Colorado officials launch investigation into ICE encounter during Durango protest
 
                            The Colorado Bureau of Investigation is investigating an immigration officer accused of shoving a woman to the ground during a protest in Durango, the agency announced on Thursday.
The protest was sparked outside of the Immigration and Customs Enforcement office in Durango on Monday after a father and his two children were taken by immigration agents, according to a press release from the City of Durango.
A now-widely circulated video shows a masked agent taking a woman’s phone as she recorded the events, then pushing her to the ground as she tries to retrieve it. The agent is only identified with a patch on his vest that reads “police” with a badge next to it.
Durango Police Department Chief Brice Current requested that the bureau investigate the incident to determine if state laws were violated, the bureau stated in a news release.
Since it occurred on federal grounds, the Federal Bureau of Investigation is also investigating.
What were people protesting?
A father and his two children were arrested by ICE agents Monday morning while on the way to the children’s school, the City of Durango said in the news release.
According to the release, ICE agents advised Durango Police that they tried to release the two children to another parent but were unsuccessful.

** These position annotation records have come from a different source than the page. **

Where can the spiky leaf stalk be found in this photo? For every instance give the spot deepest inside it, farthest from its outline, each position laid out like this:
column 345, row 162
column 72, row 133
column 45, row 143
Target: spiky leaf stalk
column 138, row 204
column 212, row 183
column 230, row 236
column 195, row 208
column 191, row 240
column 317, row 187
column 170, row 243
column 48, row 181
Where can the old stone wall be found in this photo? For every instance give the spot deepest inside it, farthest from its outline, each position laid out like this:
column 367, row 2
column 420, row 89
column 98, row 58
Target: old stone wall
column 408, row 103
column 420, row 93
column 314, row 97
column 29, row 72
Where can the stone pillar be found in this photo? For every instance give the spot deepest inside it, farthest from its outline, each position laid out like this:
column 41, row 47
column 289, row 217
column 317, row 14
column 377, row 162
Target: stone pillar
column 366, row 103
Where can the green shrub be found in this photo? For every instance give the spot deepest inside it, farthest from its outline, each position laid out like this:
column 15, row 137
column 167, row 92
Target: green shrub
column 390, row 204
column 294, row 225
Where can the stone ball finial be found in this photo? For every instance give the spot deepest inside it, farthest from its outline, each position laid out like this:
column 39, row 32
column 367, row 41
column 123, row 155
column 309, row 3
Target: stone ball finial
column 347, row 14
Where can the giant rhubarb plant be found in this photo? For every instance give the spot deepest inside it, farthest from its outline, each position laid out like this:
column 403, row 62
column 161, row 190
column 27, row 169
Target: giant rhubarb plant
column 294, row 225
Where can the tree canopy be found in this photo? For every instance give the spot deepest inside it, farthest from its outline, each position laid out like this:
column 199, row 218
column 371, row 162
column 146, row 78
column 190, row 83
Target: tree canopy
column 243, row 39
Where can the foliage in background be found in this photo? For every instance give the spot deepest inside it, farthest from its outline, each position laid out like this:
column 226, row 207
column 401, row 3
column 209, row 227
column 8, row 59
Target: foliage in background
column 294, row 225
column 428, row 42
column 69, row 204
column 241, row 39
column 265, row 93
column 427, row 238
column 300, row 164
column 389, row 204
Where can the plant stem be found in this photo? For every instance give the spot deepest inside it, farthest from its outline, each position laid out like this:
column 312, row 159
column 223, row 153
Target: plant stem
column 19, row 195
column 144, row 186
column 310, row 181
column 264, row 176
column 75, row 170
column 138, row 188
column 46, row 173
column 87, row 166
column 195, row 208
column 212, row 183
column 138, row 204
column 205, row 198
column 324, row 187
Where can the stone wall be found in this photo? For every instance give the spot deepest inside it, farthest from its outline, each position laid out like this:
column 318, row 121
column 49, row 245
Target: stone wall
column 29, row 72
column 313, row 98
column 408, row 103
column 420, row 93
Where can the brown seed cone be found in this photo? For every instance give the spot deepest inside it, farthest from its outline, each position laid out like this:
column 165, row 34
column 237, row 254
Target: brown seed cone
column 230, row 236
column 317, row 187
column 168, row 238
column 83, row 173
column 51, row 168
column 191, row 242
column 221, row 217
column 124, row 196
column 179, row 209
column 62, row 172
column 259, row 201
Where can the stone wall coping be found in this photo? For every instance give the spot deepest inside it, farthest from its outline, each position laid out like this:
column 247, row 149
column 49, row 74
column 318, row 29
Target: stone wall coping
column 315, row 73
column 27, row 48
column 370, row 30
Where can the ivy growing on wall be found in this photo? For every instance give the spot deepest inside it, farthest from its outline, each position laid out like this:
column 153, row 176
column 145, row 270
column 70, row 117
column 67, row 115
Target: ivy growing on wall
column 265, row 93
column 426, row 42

Officers offered to facilitate the release of the children back to their mother, but they said ICE told them that it was “no longer an option.”
The father and his 15-year-old son were “beaten, handcuffed and forced to sign documents” after being arrested Monday in Durango by a federal immigration officer, the boy’s mother told immigrant services nonprofit Compañeros: Four Corners Immigrant Resource Center.
On Tuesday, the Durango Police said officers attempted a welfare check on the 15-year-old child after receiving a report of possible abuse by federal agents, but were denied entry to the U.S. Immigration and Customs Enforcement field office.
Compañeros said in a news release that they’d been helping the family with their asylum case before the incident, adding that the family possesses legal documentation and has “done everything by the book.”
“ICE has unjustly abducted a father and his two young children from our community as they were on their way to their middle school. ICE has blocked all the mother’s attempts to see her children, and is reportedly preparing to forcibly separate these minor children from their father and send them alone to Texas,” the organization said in the release.
CBS News reported that the father, identified as Fernando Jaramillo-Solano, was taken to a detention center for families in Dilley, Texas. The two children, the other a 12-year-old girl, were taken to an ICE facility in southern Texas.
The arrest and subsequent protest sparked outrage from some in the small city and statements denouncing ICE’s actions from local immigrant advocacy groups, including Compañeros.
Protestors gathered at the ICE office in Durango on Monday morning and formed a human chain in front of the office gates to block federal agents from removing the family from the facility, according to reporting from the Durango Herald.
Law enforcement dispersed protestors Tuesday afternoon, according to Gazette news partner 9News. Colorado State Patrol told the news outlet that demonstrators reportedly “blocked the facility’s exit and bolted an access gate closed.”
ICE officials told 9News that the protestors created “unncessary risks for everyone involved” and delayed lawful processes.
Masked ICE agents used pepper spray and rubber bullets on protestors to break up the chain on Tuesday, the Durango Herald reported.
Gov. Jared Polis and Sen. Michael Bennet released separate statements about the incident on Facebook.
Polis said that ICE did not inform his office about the operation and hasn’t provided any information to them since.
“The federal government’s lack of transparency about its immigration actions in Durango and in the free state of Colorado remains extremely maddening. The federal government should prioritize apprehending and prosecuting dangerous criminals, no matter where they come from, and keep our communities safe instead of snatching up children and breaking up families. We have not been informed that any of those detained are suspected of any crime. Further, the federal government should promptly consider any asylum claims,” Polis said in the post.